Personally. I appreciate what this manga is trying to do, I really do, and I enjoy Hime's new butch look, that said, I'd be lying if I said the writing wasn't seriously flawed. Even looking back at previous chapters, knowing what they where leading up to, Im still confused. Like the chapter where Hime talks to her parents, should be one of those chapters that you look back on and go "of course", but I just looked back on it, and I'm still confused what that chapter is trying to say. I'm, not even sure what it is, but there is something about the way this manga is told that I have difficulty following.
Right? Like that whole chapter is a monologue about something and I still am not sure what that something was. My issue is that the stances this manga preaches are often either tedious bullshit or extensive navel gazing with no clear point.

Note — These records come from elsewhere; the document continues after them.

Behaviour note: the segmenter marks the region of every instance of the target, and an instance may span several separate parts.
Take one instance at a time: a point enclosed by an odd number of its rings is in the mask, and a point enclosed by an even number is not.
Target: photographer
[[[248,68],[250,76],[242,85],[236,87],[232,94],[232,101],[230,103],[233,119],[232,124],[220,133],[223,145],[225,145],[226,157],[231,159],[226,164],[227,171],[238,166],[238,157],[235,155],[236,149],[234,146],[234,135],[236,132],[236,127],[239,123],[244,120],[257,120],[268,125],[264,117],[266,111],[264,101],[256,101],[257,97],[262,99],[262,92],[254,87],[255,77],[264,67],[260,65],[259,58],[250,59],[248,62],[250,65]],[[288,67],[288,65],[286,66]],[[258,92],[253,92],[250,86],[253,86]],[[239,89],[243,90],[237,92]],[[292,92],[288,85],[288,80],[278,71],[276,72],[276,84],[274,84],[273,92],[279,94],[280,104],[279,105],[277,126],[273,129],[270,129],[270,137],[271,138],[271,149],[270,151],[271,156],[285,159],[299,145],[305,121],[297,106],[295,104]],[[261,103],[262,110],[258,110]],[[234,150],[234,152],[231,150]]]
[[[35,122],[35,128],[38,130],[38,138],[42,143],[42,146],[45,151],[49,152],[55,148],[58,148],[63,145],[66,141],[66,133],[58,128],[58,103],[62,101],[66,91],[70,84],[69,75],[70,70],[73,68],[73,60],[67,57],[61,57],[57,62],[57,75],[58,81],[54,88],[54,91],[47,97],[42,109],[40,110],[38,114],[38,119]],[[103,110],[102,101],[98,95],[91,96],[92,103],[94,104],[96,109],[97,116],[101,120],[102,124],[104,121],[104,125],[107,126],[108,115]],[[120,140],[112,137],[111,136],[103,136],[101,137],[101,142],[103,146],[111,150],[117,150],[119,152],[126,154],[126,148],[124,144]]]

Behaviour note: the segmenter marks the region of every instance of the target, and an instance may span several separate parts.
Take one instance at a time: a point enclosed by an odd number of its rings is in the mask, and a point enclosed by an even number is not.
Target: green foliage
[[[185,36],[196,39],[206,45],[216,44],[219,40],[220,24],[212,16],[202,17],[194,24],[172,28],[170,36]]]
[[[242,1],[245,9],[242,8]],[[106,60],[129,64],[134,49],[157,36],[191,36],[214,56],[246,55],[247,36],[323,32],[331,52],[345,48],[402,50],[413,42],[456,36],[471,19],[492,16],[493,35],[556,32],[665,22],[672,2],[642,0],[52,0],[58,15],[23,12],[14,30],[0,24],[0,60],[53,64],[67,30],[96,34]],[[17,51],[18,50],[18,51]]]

I don't think it's that complicated? She adopted the boys uniform to support Akira rather than because it was her own sense of identity. She isn't -really- comfortable in it, because she adopted it to support someone else rather than to express herself, but she also is afraid to abandon it, because she's still worried about Akira-chan. She was hiding it from her parents because she was afraid of what they'd say, but when they find out they make it clear they support her in what she wants to do, and think if she's not sure about something, she should try it out and see how it feels. (Her parents are actually pretty awesome.) She takes that to heart and decides to go back to the girl's uniform because, hey, if you aren't sure try it out and see how it feels.
Of course, as a result, she got attention she didn't want from a boy she has less than no interest in, and the girl she likes got hurt and pissed at her, so hey, okay, that sucked, time to try something different, which is when she shows up with the butch look. The sweater says "I'm not out to dress like a guy" but the pants and the haircut say "this isn't for you, boys."